Im Streitfall konnte das Gericht aus dem Gesamtergebnis des Verfahrens nicht die Überzeugung gewinnen, dass die erfolgten Zahlungen auf entsprechenden Äußerungen der Erblasserin zu ihren Lebzeiten beruhen. Die Unerweislichkeit der mündlichen Erklärung der Erblasserin führt zu einer Entscheidung unter Berücksichtigung der Beweis- bzw. Feststellungslast, die vorliegenden den Kläger trifft, als denjenigen, der die Nachlassverbindlichkeit bereicherungsmindernd geltend macht.
Im Steuerverfahren ist der streitgegenständliche Sachverhalt durch die Finanzbehörde und das Finanzgericht von Amts wegen unter Mithilfe der Beteiligten zu erforschen. Der Kläger hat angegeben, aufgrund der Lebenssituation der Erblasserin sei bei den mündlich abgegebenen Äußerungen nur er selbst zugegen gewesen. Zeugen für das Vorliegen der mündlichen Anordnung könne er daher nicht benennen und auch keine anderen Nachweise hierfür vorlegen.
Allein aus dem tatsächlichen Vorbringen des Klägers vermag das Gericht aber seine - für die Urteilsfindung maßgebende - richterliche Überzeugung vom Vorliegen der im Streitfall erforderlichen Tatsachen, nämlich der mündlichen Anordnungen der Erblasserin, nicht zu bilden. Denn dies erfordert zwar weniger als Gewissheit, aber mehr als nur ein überwiegender Grad von Wahrscheinlichkeit, nämlich ein so hoher Grad von Wahrscheinlichkeit, dass er nach der Lebenserfahrung praktisch der Gewissheit gleichkommt. Demzufolge ist ein Sachverhalt nach der Grundregel des § 96 Abs. 1 Satz 1 FGO als erwiesen anzusehen, wenn er sich mit an Sicherheit grenzender Wahrscheinlichkeit feststellen lässt. Dem folgend fordert die höchstrichterliche Rechtsprechung beispielsweise für die Anerkennung des Werbungskostenabzugs, dass sich die Finanzgerichte in der Regel nicht allein auf die Darstellung des Steuerpflichtigen stützten, wenn es an entsprechenden Nachweisen für dessen Sachvortrag fehle. Vielmehr habe der Steuerpflichtige die berufliche Veranlassung der Aufwendungen im Einzelnen umfassend darzulegen und nachzuweisen. Einen solchen Nachweis konnte der Kläger im Streitfall nicht erbringen.

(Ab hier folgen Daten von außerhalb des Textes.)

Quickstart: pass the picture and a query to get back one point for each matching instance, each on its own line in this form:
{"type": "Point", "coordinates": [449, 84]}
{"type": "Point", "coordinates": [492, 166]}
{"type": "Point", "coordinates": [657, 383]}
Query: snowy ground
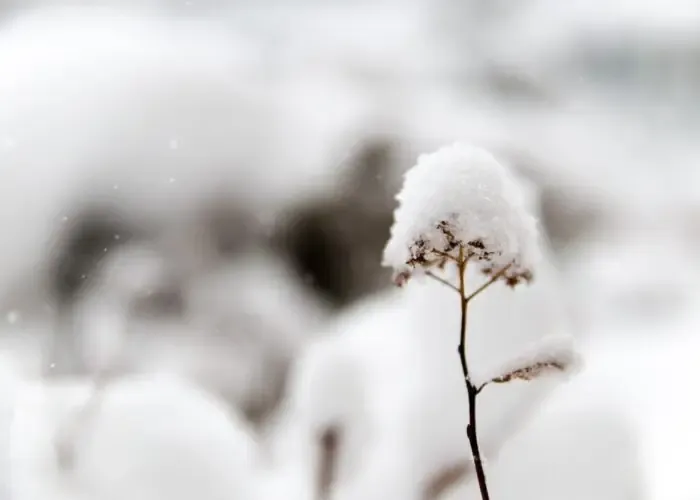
{"type": "Point", "coordinates": [195, 196]}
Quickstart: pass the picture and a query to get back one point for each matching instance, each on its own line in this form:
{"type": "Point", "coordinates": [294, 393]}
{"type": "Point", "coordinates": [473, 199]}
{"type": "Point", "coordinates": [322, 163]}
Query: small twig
{"type": "Point", "coordinates": [490, 282]}
{"type": "Point", "coordinates": [441, 280]}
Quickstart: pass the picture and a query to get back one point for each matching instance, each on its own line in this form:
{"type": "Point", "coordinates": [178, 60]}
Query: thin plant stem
{"type": "Point", "coordinates": [472, 391]}
{"type": "Point", "coordinates": [490, 282]}
{"type": "Point", "coordinates": [437, 278]}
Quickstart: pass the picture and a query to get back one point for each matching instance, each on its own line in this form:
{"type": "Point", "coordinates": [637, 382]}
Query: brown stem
{"type": "Point", "coordinates": [437, 278]}
{"type": "Point", "coordinates": [472, 391]}
{"type": "Point", "coordinates": [490, 282]}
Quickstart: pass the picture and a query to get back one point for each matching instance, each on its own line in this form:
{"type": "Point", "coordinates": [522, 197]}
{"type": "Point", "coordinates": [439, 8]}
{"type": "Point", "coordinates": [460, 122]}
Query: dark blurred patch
{"type": "Point", "coordinates": [94, 234]}
{"type": "Point", "coordinates": [336, 246]}
{"type": "Point", "coordinates": [565, 219]}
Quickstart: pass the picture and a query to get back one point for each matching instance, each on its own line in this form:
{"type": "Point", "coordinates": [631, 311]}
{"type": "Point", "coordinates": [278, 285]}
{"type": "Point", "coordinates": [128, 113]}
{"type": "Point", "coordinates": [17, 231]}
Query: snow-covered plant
{"type": "Point", "coordinates": [460, 208]}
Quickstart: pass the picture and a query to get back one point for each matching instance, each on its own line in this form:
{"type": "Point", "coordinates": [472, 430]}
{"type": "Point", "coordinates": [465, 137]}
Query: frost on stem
{"type": "Point", "coordinates": [460, 197]}
{"type": "Point", "coordinates": [554, 354]}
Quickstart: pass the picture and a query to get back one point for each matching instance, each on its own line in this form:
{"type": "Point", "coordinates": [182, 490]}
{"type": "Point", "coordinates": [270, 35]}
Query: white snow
{"type": "Point", "coordinates": [475, 199]}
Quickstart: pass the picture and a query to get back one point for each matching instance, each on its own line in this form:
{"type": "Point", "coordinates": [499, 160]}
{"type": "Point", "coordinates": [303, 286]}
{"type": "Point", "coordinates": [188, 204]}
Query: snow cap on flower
{"type": "Point", "coordinates": [460, 197]}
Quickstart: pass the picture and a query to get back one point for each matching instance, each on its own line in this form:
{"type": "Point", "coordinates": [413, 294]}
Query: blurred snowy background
{"type": "Point", "coordinates": [194, 196]}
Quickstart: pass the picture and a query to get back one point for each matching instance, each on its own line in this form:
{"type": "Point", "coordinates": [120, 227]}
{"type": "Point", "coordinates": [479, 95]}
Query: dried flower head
{"type": "Point", "coordinates": [461, 201]}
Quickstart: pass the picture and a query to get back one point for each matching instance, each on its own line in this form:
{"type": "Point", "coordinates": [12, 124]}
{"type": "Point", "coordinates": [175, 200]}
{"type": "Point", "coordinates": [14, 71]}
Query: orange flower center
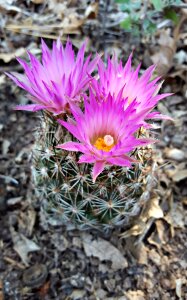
{"type": "Point", "coordinates": [106, 143]}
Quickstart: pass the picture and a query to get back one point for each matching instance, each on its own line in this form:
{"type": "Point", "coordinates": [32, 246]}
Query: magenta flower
{"type": "Point", "coordinates": [58, 80]}
{"type": "Point", "coordinates": [105, 133]}
{"type": "Point", "coordinates": [115, 79]}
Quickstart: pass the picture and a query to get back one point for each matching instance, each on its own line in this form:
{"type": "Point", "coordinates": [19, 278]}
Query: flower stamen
{"type": "Point", "coordinates": [106, 143]}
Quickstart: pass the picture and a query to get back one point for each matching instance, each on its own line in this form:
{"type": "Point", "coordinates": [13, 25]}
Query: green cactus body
{"type": "Point", "coordinates": [68, 193]}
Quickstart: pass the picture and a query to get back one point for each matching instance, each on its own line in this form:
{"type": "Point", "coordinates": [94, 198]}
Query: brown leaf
{"type": "Point", "coordinates": [104, 250]}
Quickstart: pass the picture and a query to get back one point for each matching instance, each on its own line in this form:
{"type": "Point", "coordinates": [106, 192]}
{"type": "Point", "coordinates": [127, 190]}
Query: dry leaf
{"type": "Point", "coordinates": [155, 211]}
{"type": "Point", "coordinates": [180, 175]}
{"type": "Point", "coordinates": [23, 246]}
{"type": "Point", "coordinates": [175, 154]}
{"type": "Point", "coordinates": [104, 251]}
{"type": "Point", "coordinates": [179, 288]}
{"type": "Point", "coordinates": [135, 295]}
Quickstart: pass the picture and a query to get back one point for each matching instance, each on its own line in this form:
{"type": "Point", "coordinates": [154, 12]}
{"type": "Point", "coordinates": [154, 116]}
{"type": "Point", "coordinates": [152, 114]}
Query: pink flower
{"type": "Point", "coordinates": [105, 132]}
{"type": "Point", "coordinates": [115, 79]}
{"type": "Point", "coordinates": [58, 80]}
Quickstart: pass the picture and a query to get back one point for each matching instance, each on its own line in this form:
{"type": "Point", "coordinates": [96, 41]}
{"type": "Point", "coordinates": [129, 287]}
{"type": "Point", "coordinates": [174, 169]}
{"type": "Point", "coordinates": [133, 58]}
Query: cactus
{"type": "Point", "coordinates": [68, 193]}
{"type": "Point", "coordinates": [92, 163]}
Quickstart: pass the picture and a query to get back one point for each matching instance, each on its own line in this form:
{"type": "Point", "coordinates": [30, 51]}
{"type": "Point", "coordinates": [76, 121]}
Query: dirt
{"type": "Point", "coordinates": [39, 260]}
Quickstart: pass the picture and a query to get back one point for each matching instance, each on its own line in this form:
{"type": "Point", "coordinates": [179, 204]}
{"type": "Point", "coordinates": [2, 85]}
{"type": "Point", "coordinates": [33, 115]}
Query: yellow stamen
{"type": "Point", "coordinates": [105, 144]}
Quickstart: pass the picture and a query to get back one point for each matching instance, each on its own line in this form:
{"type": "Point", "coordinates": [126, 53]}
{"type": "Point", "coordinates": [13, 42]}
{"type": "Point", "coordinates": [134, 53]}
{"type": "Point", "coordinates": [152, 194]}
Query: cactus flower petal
{"type": "Point", "coordinates": [106, 134]}
{"type": "Point", "coordinates": [58, 80]}
{"type": "Point", "coordinates": [124, 81]}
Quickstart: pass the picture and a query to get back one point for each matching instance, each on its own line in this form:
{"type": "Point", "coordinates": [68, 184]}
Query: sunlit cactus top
{"type": "Point", "coordinates": [105, 132]}
{"type": "Point", "coordinates": [58, 80]}
{"type": "Point", "coordinates": [116, 78]}
{"type": "Point", "coordinates": [105, 118]}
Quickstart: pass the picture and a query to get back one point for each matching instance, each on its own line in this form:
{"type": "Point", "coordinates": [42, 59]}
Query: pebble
{"type": "Point", "coordinates": [175, 154]}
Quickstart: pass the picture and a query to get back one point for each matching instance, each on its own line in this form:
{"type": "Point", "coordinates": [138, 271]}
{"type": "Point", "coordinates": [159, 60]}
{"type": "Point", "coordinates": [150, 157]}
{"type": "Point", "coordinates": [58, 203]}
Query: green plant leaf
{"type": "Point", "coordinates": [171, 15]}
{"type": "Point", "coordinates": [158, 4]}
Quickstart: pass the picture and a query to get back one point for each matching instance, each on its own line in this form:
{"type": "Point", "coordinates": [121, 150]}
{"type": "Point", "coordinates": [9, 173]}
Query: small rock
{"type": "Point", "coordinates": [35, 276]}
{"type": "Point", "coordinates": [77, 294]}
{"type": "Point", "coordinates": [175, 154]}
{"type": "Point", "coordinates": [155, 257]}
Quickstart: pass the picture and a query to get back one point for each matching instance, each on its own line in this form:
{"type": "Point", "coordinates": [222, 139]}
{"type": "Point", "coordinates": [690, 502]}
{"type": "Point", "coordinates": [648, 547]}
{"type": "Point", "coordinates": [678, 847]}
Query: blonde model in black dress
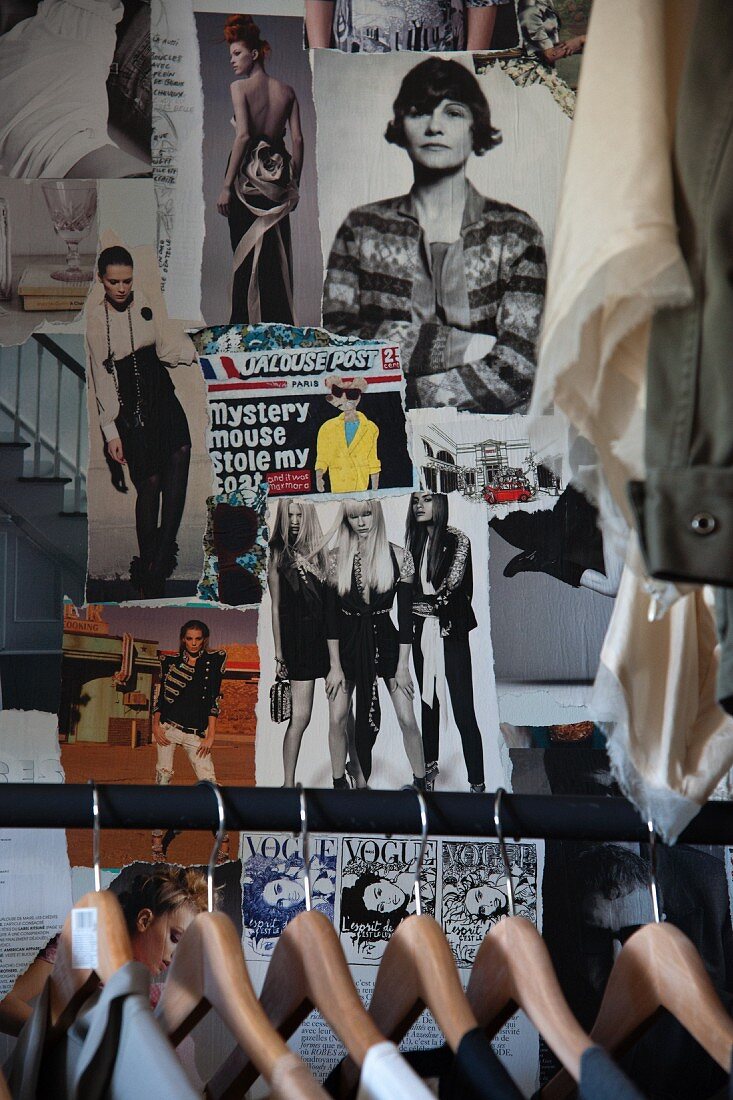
{"type": "Point", "coordinates": [367, 573]}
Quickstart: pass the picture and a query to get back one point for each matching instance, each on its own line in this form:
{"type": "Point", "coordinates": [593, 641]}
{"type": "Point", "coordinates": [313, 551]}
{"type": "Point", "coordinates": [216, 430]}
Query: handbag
{"type": "Point", "coordinates": [281, 697]}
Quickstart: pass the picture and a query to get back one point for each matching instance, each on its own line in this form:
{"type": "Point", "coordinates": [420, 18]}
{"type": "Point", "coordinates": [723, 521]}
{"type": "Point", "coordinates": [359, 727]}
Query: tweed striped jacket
{"type": "Point", "coordinates": [372, 289]}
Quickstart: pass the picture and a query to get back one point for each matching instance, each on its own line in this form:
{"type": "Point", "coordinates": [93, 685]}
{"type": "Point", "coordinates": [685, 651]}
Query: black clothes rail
{"type": "Point", "coordinates": [249, 809]}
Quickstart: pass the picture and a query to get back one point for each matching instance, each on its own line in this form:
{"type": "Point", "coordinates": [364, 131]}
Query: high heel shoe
{"type": "Point", "coordinates": [431, 772]}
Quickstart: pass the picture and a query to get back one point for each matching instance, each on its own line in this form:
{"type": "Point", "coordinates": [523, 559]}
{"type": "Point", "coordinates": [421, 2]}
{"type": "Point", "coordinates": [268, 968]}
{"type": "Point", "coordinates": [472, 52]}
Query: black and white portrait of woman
{"type": "Point", "coordinates": [356, 617]}
{"type": "Point", "coordinates": [450, 264]}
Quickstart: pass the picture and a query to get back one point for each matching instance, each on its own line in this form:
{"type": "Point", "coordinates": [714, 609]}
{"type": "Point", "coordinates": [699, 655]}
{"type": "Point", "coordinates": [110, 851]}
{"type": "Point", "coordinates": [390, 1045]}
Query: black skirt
{"type": "Point", "coordinates": [303, 625]}
{"type": "Point", "coordinates": [164, 429]}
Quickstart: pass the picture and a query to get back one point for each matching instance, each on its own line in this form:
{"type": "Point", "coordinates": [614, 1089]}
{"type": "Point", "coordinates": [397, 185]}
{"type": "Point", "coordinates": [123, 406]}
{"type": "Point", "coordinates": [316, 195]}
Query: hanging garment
{"type": "Point", "coordinates": [615, 257]}
{"type": "Point", "coordinates": [293, 1080]}
{"type": "Point", "coordinates": [113, 1051]}
{"type": "Point", "coordinates": [477, 1074]}
{"type": "Point", "coordinates": [685, 504]}
{"type": "Point", "coordinates": [385, 1075]}
{"type": "Point", "coordinates": [668, 740]}
{"type": "Point", "coordinates": [725, 1093]}
{"type": "Point", "coordinates": [601, 1079]}
{"type": "Point", "coordinates": [473, 1073]}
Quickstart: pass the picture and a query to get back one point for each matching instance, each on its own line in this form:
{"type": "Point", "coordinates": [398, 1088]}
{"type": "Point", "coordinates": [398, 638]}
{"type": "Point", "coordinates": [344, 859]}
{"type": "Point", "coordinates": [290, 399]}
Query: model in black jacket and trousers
{"type": "Point", "coordinates": [442, 605]}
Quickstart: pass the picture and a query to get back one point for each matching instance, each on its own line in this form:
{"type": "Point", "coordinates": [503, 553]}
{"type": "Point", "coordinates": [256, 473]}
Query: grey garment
{"type": "Point", "coordinates": [685, 507]}
{"type": "Point", "coordinates": [724, 623]}
{"type": "Point", "coordinates": [601, 1079]}
{"type": "Point", "coordinates": [378, 26]}
{"type": "Point", "coordinates": [540, 25]}
{"type": "Point", "coordinates": [113, 1051]}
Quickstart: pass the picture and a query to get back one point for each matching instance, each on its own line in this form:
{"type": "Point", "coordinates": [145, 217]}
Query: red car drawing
{"type": "Point", "coordinates": [509, 491]}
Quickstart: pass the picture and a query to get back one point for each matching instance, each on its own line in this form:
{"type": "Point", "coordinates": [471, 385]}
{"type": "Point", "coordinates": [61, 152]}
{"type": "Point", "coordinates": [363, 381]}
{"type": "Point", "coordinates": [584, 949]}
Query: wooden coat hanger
{"type": "Point", "coordinates": [417, 971]}
{"type": "Point", "coordinates": [513, 969]}
{"type": "Point", "coordinates": [208, 971]}
{"type": "Point", "coordinates": [307, 970]}
{"type": "Point", "coordinates": [658, 967]}
{"type": "Point", "coordinates": [70, 986]}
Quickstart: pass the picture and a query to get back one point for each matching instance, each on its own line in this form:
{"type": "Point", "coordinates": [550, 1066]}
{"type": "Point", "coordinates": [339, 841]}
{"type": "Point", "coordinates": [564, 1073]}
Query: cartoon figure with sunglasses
{"type": "Point", "coordinates": [347, 443]}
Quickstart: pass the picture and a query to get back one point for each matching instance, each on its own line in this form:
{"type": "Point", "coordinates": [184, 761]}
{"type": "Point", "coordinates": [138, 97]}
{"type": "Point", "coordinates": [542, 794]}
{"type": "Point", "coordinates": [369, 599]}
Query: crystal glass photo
{"type": "Point", "coordinates": [72, 206]}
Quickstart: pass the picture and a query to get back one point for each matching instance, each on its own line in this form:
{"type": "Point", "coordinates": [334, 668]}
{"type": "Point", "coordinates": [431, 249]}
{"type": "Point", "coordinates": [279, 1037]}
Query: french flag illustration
{"type": "Point", "coordinates": [220, 369]}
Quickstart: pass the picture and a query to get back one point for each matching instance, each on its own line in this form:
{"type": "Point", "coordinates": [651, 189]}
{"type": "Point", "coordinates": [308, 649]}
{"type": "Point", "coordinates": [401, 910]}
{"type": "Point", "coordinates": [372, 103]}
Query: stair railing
{"type": "Point", "coordinates": [51, 413]}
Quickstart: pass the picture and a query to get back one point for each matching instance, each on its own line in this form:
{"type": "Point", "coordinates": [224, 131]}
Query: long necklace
{"type": "Point", "coordinates": [138, 420]}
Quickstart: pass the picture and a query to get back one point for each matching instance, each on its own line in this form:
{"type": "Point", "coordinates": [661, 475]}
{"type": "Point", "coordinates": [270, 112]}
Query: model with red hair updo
{"type": "Point", "coordinates": [261, 182]}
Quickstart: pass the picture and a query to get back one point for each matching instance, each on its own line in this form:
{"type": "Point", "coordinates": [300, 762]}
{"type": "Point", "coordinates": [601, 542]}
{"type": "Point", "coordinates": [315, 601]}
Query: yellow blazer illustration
{"type": "Point", "coordinates": [351, 466]}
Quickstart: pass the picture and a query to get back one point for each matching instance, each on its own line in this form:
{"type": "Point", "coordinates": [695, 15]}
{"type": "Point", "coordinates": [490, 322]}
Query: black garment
{"type": "Point", "coordinates": [302, 620]}
{"type": "Point", "coordinates": [452, 581]}
{"type": "Point", "coordinates": [477, 1074]}
{"type": "Point", "coordinates": [164, 430]}
{"type": "Point", "coordinates": [725, 1093]}
{"type": "Point", "coordinates": [369, 647]}
{"type": "Point", "coordinates": [452, 604]}
{"type": "Point", "coordinates": [238, 586]}
{"type": "Point", "coordinates": [474, 1073]}
{"type": "Point", "coordinates": [601, 1079]}
{"type": "Point", "coordinates": [562, 541]}
{"type": "Point", "coordinates": [665, 1063]}
{"type": "Point", "coordinates": [273, 295]}
{"type": "Point", "coordinates": [189, 694]}
{"type": "Point", "coordinates": [459, 679]}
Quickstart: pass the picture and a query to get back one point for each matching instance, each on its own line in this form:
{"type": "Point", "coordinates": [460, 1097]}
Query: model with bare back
{"type": "Point", "coordinates": [261, 183]}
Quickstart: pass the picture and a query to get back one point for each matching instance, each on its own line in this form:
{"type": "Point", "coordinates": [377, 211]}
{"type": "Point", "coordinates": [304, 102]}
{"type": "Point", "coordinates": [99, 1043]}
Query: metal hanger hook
{"type": "Point", "coordinates": [96, 836]}
{"type": "Point", "coordinates": [420, 854]}
{"type": "Point", "coordinates": [654, 884]}
{"type": "Point", "coordinates": [502, 847]}
{"type": "Point", "coordinates": [217, 843]}
{"type": "Point", "coordinates": [306, 848]}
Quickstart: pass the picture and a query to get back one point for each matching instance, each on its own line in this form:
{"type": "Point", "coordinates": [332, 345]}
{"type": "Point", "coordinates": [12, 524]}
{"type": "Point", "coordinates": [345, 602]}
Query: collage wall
{"type": "Point", "coordinates": [269, 336]}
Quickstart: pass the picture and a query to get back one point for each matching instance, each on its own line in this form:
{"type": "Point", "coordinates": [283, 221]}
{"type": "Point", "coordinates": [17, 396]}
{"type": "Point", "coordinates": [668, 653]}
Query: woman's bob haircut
{"type": "Point", "coordinates": [431, 81]}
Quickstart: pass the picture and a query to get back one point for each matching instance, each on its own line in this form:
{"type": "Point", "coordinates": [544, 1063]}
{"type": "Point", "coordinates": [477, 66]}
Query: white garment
{"type": "Point", "coordinates": [386, 1076]}
{"type": "Point", "coordinates": [190, 743]}
{"type": "Point", "coordinates": [150, 326]}
{"type": "Point", "coordinates": [615, 259]}
{"type": "Point", "coordinates": [668, 739]}
{"type": "Point", "coordinates": [53, 86]}
{"type": "Point", "coordinates": [115, 1049]}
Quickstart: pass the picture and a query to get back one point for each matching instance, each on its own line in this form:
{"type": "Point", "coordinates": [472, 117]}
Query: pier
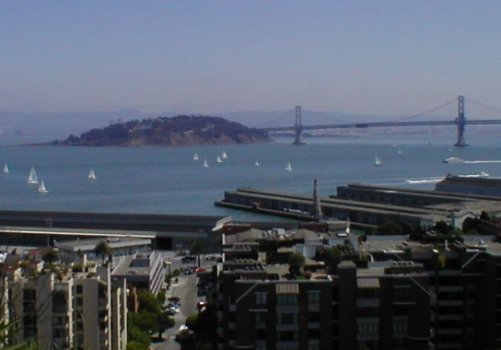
{"type": "Point", "coordinates": [40, 227]}
{"type": "Point", "coordinates": [411, 207]}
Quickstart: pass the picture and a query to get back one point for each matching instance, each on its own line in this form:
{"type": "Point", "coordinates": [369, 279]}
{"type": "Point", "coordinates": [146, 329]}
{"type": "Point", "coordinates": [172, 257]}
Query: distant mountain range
{"type": "Point", "coordinates": [173, 131]}
{"type": "Point", "coordinates": [19, 127]}
{"type": "Point", "coordinates": [50, 126]}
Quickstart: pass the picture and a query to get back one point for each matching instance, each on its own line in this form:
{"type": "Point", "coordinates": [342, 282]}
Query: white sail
{"type": "Point", "coordinates": [33, 178]}
{"type": "Point", "coordinates": [42, 188]}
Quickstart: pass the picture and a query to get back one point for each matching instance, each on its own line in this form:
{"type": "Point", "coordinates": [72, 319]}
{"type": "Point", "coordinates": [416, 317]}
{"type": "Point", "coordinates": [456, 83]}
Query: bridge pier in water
{"type": "Point", "coordinates": [298, 128]}
{"type": "Point", "coordinates": [460, 122]}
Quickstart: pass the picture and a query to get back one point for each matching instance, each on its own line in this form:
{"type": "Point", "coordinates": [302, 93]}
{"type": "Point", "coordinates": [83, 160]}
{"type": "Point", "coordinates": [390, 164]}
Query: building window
{"type": "Point", "coordinates": [368, 328]}
{"type": "Point", "coordinates": [287, 336]}
{"type": "Point", "coordinates": [287, 299]}
{"type": "Point", "coordinates": [261, 298]}
{"type": "Point", "coordinates": [314, 296]}
{"type": "Point", "coordinates": [287, 318]}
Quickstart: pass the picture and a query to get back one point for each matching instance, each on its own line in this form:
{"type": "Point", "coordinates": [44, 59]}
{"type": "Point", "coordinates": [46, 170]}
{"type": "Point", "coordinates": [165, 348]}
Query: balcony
{"type": "Point", "coordinates": [287, 327]}
{"type": "Point", "coordinates": [367, 302]}
{"type": "Point", "coordinates": [289, 309]}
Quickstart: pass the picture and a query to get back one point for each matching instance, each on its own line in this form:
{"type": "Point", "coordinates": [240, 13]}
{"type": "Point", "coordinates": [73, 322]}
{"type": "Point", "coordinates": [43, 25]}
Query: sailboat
{"type": "Point", "coordinates": [32, 178]}
{"type": "Point", "coordinates": [42, 188]}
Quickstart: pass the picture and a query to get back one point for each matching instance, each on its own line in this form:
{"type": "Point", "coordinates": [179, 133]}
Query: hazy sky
{"type": "Point", "coordinates": [381, 57]}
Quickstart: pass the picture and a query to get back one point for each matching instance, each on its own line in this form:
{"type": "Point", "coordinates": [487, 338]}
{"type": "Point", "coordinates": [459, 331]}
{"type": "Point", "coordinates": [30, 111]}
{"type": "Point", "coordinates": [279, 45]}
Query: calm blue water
{"type": "Point", "coordinates": [166, 180]}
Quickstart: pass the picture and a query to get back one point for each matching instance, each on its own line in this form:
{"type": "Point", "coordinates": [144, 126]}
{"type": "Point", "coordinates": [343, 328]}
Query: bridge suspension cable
{"type": "Point", "coordinates": [431, 110]}
{"type": "Point", "coordinates": [281, 116]}
{"type": "Point", "coordinates": [484, 105]}
{"type": "Point", "coordinates": [320, 115]}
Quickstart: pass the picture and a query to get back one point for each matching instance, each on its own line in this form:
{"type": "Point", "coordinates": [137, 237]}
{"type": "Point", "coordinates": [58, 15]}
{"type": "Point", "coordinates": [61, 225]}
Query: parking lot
{"type": "Point", "coordinates": [186, 290]}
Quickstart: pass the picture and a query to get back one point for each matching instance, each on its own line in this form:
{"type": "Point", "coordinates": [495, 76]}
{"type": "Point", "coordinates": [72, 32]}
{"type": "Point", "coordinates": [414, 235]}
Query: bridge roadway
{"type": "Point", "coordinates": [40, 226]}
{"type": "Point", "coordinates": [386, 124]}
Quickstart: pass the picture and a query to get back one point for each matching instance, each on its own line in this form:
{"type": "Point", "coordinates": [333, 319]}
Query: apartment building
{"type": "Point", "coordinates": [143, 270]}
{"type": "Point", "coordinates": [66, 310]}
{"type": "Point", "coordinates": [396, 294]}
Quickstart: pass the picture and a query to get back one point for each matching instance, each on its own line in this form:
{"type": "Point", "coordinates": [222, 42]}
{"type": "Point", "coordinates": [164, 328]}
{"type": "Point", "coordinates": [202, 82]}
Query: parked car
{"type": "Point", "coordinates": [188, 259]}
{"type": "Point", "coordinates": [184, 334]}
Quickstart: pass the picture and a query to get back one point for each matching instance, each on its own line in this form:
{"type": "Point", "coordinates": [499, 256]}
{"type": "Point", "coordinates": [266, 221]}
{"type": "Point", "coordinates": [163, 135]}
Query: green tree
{"type": "Point", "coordinates": [51, 256]}
{"type": "Point", "coordinates": [333, 257]}
{"type": "Point", "coordinates": [149, 302]}
{"type": "Point", "coordinates": [164, 322]}
{"type": "Point", "coordinates": [196, 249]}
{"type": "Point", "coordinates": [296, 263]}
{"type": "Point", "coordinates": [102, 249]}
{"type": "Point", "coordinates": [442, 227]}
{"type": "Point", "coordinates": [136, 345]}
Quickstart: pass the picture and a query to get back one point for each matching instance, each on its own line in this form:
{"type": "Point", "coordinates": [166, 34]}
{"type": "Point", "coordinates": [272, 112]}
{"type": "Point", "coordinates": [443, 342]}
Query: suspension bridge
{"type": "Point", "coordinates": [460, 122]}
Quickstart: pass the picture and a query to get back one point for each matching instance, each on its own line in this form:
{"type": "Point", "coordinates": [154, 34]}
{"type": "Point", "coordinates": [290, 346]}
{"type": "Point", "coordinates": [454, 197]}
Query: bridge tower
{"type": "Point", "coordinates": [298, 128]}
{"type": "Point", "coordinates": [317, 208]}
{"type": "Point", "coordinates": [460, 122]}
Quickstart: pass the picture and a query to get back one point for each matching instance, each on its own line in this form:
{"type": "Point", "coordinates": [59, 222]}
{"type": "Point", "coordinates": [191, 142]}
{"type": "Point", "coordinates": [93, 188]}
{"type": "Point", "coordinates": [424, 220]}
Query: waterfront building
{"type": "Point", "coordinates": [143, 270]}
{"type": "Point", "coordinates": [473, 186]}
{"type": "Point", "coordinates": [63, 309]}
{"type": "Point", "coordinates": [394, 294]}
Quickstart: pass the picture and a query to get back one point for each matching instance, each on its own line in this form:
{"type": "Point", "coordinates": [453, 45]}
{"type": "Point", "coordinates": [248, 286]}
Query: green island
{"type": "Point", "coordinates": [181, 130]}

Entgegen der Ansicht des Klägers folgt aus der Feststellung der fehlenden Erweislichkeit seines Vortrags weder die Unterstellung eines Gestaltungsmissbrauchs noch die zwingende Folge, er habe sein gerichtliches Vorbringen „erfunden“. Die „Beweislosigkeit“ stellt sich weder als Verstoß gegen Pflichten noch als Obliegenheitsverstoß dar, sondern zieht eine nach allgemeine Regeln zu treffende Entscheidung nach sich, welcher Beteiligte die Folgen dafür zu tragen hat, dass das Gericht die erforderlichen tatsächlichen Feststellungen nicht treffen kann. Diese Entscheidung folgt auch im vorliegenden Fall der Regel, dass jeder Beteiligte die Feststellungslast für das Vorliegen sämtlicher Voraussetzungen derjenigen Normen trägt, ohne deren Anwendung sein Prozessbegehren keinen Erfolg haben wird. Dies ist vorliegend der Kläger, da er die Berücksichtigung von steuermindernden Aufwendungen nach § 10 Abs. 5 ErbStG begehrt.